Sobre os fármacos utilizados nas dislipidemias, assinale a afirmativa correta.
- A)As estatinas, de uma forma geral, reduzem o LDL plasmático e o risco de isquemia.
Correta: as estatinas reduzem o LDL plasmático e diminuem o risco de eventos isquêmicos cardiovasculares.
- B)O tratamento com fármacos anti-hiperlipidemicos não apresenta efeitos adversos significativos.
Errada: esses fármacos podem causar efeitos adversos importantes, como miopatia, hepatotoxicidade e alterações gastrointestinais.
- C)Lovastatina é um fármaco que provoca redução hepática de triacilglicerol pela limitação de ácidos graxos livres.
Errada: lovastatina é estatina e age inibindo HMG-CoA redutase, não por redução hepática de triacilglicerol via ácidos graxos livres.
- D)Os fibratos inibem a enzima HMG-CoA redutase, responsável pela etapa limitante da síntese de colesterol.
Errada: fibratos não inibem HMG-CoA redutase; eles agem בעיקרamente via PPAR-alfa, reduzindo triglicerídeos.
- E)A niacina reduz a síntese de novo colesterol, inibindo a enzima HMG-CoA redutase.
Errada: quem inibe HMG-CoA redutase são as estatinas, não a niacina.
Gabarito: A
As dislipidemias tratam do excesso ou desequilíbrio de lipídios no sangue, especialmente LDL, triglicerídeos e HDL. Na prática, o objetivo é reduzir o risco de aterosclerose e, por consequência, de infarto e AVC. Aqui entram classes clássicas como estatinas, fibratos, niacina e sequestrantes de ácidos biliares.
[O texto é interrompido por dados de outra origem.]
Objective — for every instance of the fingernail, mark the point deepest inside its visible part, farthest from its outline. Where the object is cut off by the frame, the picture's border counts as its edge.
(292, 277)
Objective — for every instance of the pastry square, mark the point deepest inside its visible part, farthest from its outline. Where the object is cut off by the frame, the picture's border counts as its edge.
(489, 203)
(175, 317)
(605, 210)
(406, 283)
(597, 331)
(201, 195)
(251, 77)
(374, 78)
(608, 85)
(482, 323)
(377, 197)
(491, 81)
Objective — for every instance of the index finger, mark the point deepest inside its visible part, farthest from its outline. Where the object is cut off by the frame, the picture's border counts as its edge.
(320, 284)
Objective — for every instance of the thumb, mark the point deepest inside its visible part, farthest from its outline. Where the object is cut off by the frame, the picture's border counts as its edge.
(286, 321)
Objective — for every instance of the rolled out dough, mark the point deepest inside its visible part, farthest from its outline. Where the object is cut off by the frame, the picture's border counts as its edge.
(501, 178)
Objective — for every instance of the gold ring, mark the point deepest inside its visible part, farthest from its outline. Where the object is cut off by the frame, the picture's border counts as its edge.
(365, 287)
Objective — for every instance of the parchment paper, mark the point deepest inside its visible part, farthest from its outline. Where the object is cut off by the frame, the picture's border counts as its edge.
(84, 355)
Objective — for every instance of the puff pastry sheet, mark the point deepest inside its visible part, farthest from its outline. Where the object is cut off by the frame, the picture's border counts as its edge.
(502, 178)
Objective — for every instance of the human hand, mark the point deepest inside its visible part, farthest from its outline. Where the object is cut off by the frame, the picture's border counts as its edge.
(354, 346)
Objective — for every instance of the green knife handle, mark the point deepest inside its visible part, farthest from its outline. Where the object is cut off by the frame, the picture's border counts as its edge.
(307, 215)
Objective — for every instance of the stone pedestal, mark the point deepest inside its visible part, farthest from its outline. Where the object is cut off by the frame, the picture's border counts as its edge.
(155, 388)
As estatinas são as estrelas da festa: elas inibem a HMG-CoA redutase, diminuem a síntese hepática de colesterol e, com isso, aumentam a captação de LDL pelo fígado. Resultado: queda do LDL plasmático e redução do risco cardiovascular, especialmente eventos isquêmicos. É por isso que a alternativa A está correta. As demais opções misturam mecanismos de forma errada. Fibratos atuam principalmente no receptor PPAR-alfa, reduzindo triglicerídeos, e niacina diminui lipólise no tecido adiposo, não bloqueia HMG-CoA redutase. Lovastatina é uma estatina, então não faz o que a alternativa C descreve. Em farmacologia, quando a banca troca o mecanismo, a armadilha costuma estar bem maquiada. Não há um fundamento legal específico aqui, porque o tema é puramente farmacológico e cai mais por mecanismo de ação e efeitos adversos do que por norma ou jurisprudência.